If the Nationalist Party needs to speak about “clans of low-quality foreigners frightening children and making society poorer” in order to bring out the vote, let’s face it, all it is left hoping for is not losing too many votes to the racialist bigoted fascists.

It’s a tactical temptation to manage a pincer movement on your flank by trying to out-racist the racists.

That doesn’t justify the utter suspension of any grasp of reality.

Consider that phrase Adrian Delia used yesterday: “clans of low-quality foreigners frightening children and making society poorer,” and break it down into its component parts.

What clans? Clans are large families or close-knit groups of inter-related families or at least a group with a manifestly strong common interest which is collectively expressed. People who live here but were not born here come from all over the world. They have shown no signs of perceiving themselves as a collective that ignores their internal differences but distinguishes from the “others” (people born here).

Quite the contrary with speeches like Adrian Delia’s, if there’s any group in this country that has put forward leaders speaking on its behalf as if it was an exclusive and hostile clan, that would be the indigenous population. If there’s any clan here, that’s us.

Of course in that phrase there’s the ultimate benign bigotry: “all Chinese/Black/Arab people look the same to me.” If someone is black then surely, the bigot will argue, they must be in league with all other black people. ‘They all think the same’. They’re all taking our jobs and raping our women.

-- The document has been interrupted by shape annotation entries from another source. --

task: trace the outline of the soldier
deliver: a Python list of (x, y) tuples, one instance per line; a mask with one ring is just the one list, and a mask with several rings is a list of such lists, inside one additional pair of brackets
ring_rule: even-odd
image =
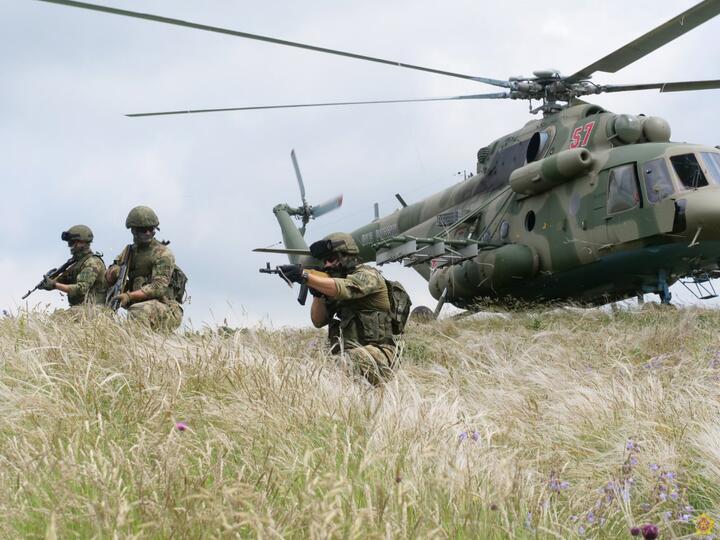
[(93, 233), (86, 225), (73, 225), (60, 235), (68, 243), (72, 258), (70, 266), (56, 279), (46, 277), (40, 285), (46, 291), (59, 290), (68, 295), (71, 306), (105, 303), (105, 263), (101, 255), (93, 253), (90, 243)]
[(398, 359), (385, 279), (376, 269), (360, 264), (360, 250), (349, 234), (330, 234), (312, 244), (310, 252), (329, 277), (299, 265), (279, 269), (290, 281), (309, 287), (314, 296), (310, 319), (316, 328), (328, 325), (330, 351), (344, 353), (353, 371), (371, 384), (387, 381)]
[[(160, 225), (157, 214), (147, 206), (136, 206), (127, 216), (125, 227), (133, 235), (106, 273), (113, 285), (120, 274), (120, 264), (129, 257), (127, 285), (118, 296), (120, 307), (128, 318), (143, 321), (153, 329), (172, 331), (180, 326), (183, 310), (171, 287), (175, 256), (163, 242), (155, 239)], [(129, 252), (128, 252), (129, 251)]]

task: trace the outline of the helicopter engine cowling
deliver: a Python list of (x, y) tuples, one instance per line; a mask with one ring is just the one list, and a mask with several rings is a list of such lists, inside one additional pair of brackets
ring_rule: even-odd
[(448, 302), (497, 297), (505, 287), (537, 274), (538, 268), (538, 256), (531, 247), (507, 244), (483, 251), (470, 261), (436, 270), (428, 285), (436, 299), (447, 289)]
[(537, 195), (586, 173), (593, 165), (587, 148), (564, 150), (515, 169), (510, 188), (519, 195)]

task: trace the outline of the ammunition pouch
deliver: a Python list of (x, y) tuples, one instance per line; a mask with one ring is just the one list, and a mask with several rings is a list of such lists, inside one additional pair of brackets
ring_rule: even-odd
[(341, 308), (338, 317), (331, 319), (328, 327), (333, 353), (339, 352), (341, 342), (345, 349), (394, 343), (391, 317), (385, 311)]

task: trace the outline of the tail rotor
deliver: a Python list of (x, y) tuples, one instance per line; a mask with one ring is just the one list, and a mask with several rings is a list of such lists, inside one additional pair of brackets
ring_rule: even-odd
[(299, 230), (300, 234), (304, 236), (305, 228), (310, 222), (310, 220), (318, 218), (327, 214), (328, 212), (332, 212), (333, 210), (340, 208), (340, 206), (342, 206), (343, 196), (338, 195), (330, 200), (314, 206), (308, 204), (307, 198), (305, 197), (305, 183), (302, 179), (300, 165), (298, 165), (294, 149), (290, 152), (290, 159), (292, 160), (293, 168), (295, 169), (295, 177), (297, 178), (298, 187), (300, 188), (300, 200), (302, 201), (302, 206), (299, 206), (297, 208), (290, 208), (288, 209), (288, 213), (292, 216), (295, 216), (296, 218), (299, 218), (302, 221), (302, 227), (300, 227)]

And scaring our children, but more of that later.

Next: “low-quality foreigners”. By what metre is quality measured? The implication is clear of course. Adrian Delia thinks people who buy or rent expensive apartments, fly in on private jets and hire law and accountancy firms to hide their money from the taxman as ‘high-quality’. People who work for a living, who leave their families to earn some money even as they’re exploited and treated as slaves to send all they don’t need to survive back home to feed the children and maybe get them some education: those are “low quality”.

Such does the Nationalist Party measure the quality of the human being now. For years the Nationalist Party spoke of “Solidarity, everywhere and always,” of “Leaving no one behind,” of “Working for the holistic human experience”. (“Biex ħadd ma jibqa’ lura.” “Politika għall-Bniedem Sħiħ”).

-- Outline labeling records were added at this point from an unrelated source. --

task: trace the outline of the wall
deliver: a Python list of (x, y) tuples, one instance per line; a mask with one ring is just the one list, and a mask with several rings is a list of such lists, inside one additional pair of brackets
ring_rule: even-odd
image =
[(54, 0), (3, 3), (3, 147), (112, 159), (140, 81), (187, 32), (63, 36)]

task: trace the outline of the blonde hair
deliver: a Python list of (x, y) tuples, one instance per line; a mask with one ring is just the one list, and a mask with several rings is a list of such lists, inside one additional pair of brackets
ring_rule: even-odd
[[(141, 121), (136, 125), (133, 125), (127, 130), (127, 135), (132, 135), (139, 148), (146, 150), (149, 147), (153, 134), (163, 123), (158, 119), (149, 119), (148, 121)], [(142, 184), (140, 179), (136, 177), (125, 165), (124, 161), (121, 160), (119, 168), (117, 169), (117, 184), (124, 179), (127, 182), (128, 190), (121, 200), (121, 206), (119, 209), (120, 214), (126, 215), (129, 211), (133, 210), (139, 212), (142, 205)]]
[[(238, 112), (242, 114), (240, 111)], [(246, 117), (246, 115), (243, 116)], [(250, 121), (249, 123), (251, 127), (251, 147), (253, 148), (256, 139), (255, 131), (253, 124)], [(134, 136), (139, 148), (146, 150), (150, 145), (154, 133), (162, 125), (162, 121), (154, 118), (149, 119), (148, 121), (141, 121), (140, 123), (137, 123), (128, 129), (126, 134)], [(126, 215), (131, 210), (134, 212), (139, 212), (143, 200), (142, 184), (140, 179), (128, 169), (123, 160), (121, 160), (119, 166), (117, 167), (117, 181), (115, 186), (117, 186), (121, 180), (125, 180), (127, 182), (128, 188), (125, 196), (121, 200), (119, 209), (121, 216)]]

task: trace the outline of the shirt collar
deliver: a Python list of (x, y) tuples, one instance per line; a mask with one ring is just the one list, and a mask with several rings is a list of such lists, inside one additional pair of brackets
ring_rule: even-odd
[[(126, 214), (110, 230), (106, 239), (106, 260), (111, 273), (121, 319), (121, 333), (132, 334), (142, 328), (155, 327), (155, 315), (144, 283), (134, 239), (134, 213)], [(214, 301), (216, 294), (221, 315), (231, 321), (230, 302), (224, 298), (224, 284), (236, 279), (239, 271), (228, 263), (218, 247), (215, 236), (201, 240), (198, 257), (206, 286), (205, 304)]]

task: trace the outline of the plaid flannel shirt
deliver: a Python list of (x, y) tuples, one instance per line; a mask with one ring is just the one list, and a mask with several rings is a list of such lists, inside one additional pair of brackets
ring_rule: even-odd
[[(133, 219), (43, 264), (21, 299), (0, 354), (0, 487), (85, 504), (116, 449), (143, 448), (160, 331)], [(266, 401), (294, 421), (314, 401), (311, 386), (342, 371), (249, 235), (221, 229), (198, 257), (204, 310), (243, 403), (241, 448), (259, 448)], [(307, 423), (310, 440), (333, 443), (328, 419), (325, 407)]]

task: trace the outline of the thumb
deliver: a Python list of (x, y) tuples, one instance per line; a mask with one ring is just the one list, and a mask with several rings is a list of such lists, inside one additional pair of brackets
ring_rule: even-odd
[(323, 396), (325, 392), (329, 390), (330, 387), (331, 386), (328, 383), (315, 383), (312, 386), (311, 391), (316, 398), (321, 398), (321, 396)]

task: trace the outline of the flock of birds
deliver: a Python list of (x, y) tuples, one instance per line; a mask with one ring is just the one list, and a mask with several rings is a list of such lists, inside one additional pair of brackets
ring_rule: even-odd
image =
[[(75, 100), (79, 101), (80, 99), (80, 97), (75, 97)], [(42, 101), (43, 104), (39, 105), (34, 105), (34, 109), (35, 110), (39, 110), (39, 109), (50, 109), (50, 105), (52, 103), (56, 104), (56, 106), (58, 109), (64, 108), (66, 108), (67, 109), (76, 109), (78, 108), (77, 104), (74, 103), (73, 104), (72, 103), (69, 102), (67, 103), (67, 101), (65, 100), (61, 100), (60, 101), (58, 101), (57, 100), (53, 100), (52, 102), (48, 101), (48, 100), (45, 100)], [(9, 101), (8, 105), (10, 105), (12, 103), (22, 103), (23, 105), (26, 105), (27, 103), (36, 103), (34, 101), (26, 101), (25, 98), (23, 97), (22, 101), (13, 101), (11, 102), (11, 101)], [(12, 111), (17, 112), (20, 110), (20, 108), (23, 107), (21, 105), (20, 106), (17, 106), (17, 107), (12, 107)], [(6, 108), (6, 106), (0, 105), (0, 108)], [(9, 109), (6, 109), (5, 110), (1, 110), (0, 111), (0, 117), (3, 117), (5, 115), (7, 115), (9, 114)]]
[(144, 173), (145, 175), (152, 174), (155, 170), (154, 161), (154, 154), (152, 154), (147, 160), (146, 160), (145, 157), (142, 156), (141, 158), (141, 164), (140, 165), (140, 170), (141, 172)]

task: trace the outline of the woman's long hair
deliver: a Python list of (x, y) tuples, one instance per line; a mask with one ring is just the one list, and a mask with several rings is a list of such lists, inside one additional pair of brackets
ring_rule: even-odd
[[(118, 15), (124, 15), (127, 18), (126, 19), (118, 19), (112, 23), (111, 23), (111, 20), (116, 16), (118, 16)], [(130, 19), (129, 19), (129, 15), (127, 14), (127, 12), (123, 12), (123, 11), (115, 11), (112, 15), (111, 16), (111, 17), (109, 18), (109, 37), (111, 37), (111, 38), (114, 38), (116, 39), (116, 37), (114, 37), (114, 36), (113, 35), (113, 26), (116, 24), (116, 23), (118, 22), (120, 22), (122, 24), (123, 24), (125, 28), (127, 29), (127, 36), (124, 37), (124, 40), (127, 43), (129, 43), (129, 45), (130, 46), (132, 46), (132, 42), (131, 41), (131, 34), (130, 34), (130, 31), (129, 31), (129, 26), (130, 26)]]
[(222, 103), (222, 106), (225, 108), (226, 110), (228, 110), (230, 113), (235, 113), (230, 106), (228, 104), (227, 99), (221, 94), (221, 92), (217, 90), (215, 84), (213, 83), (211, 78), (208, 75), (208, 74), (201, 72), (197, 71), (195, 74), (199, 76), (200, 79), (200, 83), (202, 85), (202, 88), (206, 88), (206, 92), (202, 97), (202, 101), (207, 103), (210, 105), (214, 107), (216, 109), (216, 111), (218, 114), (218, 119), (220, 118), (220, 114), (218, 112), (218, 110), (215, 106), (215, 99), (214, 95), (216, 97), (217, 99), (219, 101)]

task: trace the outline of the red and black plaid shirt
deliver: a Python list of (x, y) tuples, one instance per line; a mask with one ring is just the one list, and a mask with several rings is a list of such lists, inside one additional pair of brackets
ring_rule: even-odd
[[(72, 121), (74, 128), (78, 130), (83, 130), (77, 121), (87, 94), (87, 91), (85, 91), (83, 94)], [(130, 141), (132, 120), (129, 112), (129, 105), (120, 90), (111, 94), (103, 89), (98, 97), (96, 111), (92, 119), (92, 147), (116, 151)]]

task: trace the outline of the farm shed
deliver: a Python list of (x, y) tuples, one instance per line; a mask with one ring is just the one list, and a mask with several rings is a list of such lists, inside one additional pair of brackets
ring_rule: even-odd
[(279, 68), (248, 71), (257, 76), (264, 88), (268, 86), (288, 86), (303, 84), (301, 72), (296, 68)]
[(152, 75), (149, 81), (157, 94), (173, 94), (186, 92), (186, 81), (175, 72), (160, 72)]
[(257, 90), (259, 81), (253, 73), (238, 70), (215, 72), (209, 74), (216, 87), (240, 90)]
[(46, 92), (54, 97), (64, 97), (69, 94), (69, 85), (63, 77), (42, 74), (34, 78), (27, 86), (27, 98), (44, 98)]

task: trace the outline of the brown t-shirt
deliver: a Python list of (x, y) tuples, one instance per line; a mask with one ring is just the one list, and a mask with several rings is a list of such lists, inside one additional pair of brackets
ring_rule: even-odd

Now we speak of high quality and low-quality people.

Back to the one that takes the biscuit: “frightening children”. Why are children frightened of foreigners? What have you been telling them? Have you been telling children the black bogeyman would take them away? Was that because of some prior experience? Can you mention any specific occasion when someone from the “clans of low-quality foreigners” has actually committed anything that justifies collective fear of anyone in that “clan”?

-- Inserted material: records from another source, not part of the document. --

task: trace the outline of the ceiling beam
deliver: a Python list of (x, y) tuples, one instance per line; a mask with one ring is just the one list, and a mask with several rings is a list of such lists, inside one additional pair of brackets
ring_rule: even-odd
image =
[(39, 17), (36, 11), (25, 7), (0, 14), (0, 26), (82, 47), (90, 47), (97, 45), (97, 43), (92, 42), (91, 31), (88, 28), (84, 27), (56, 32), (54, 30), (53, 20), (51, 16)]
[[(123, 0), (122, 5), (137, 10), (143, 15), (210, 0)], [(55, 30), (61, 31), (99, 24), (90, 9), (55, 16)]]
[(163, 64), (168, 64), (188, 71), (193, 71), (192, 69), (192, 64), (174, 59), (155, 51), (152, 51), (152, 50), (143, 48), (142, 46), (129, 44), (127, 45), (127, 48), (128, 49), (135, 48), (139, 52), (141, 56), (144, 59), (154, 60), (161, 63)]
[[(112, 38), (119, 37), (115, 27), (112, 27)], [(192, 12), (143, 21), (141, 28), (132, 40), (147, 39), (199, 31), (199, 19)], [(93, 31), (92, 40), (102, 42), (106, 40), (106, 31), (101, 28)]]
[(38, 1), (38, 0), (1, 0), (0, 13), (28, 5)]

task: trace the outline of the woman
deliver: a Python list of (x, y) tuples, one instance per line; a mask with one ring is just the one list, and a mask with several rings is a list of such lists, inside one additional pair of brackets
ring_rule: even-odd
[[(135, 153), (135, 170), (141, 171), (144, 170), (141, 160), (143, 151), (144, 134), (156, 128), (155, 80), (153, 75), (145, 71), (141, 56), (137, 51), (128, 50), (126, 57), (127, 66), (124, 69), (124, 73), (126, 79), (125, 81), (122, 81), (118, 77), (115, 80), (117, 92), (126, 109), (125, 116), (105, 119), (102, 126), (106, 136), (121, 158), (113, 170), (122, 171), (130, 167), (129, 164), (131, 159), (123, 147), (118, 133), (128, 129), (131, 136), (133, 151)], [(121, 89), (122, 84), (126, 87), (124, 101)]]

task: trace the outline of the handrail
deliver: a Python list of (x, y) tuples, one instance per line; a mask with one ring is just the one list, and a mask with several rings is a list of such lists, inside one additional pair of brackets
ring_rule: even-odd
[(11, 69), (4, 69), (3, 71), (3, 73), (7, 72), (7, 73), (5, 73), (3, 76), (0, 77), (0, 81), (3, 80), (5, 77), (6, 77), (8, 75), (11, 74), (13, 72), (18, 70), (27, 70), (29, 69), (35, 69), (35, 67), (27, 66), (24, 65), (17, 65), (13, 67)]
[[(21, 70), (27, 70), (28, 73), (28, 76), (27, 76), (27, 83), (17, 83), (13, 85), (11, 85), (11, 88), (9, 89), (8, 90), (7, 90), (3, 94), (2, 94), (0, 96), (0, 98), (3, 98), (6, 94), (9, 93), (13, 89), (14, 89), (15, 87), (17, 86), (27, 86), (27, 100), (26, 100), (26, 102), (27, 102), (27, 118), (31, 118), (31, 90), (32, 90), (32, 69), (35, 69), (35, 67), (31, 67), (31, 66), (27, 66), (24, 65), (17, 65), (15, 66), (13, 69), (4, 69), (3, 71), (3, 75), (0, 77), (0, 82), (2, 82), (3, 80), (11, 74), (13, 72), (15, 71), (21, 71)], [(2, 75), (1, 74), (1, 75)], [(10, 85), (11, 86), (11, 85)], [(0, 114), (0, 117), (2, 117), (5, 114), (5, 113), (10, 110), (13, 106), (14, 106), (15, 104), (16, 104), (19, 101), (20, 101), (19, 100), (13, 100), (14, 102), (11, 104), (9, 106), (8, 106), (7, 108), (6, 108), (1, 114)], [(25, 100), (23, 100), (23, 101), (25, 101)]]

I will not presume to give Adrian Delia parenting advice on how to ensure children are not scared. But is he by any chance suggesting that children should trust white strangers? Is he sure that’s a safe policy? Or is he perhaps training his children to distinguish between low and high-quality foreigners? Should they conduct due diligence and see who of the foreign clan members they come across is dodging taxes and who is sending remittances to feed their children living in shacks in Manila or Kampala?

Finally these “clans of low-quality foreigners frightening children” are, as Adrian Delia sees it, “making society poorer”.

To an extent he’s right. Unwittingly and unwillingly, merely by being here, people not born here have brought out the worst within us — isolated, backwater, redneck bigotry of the first order — and we made it the leader of the Nationalist Party.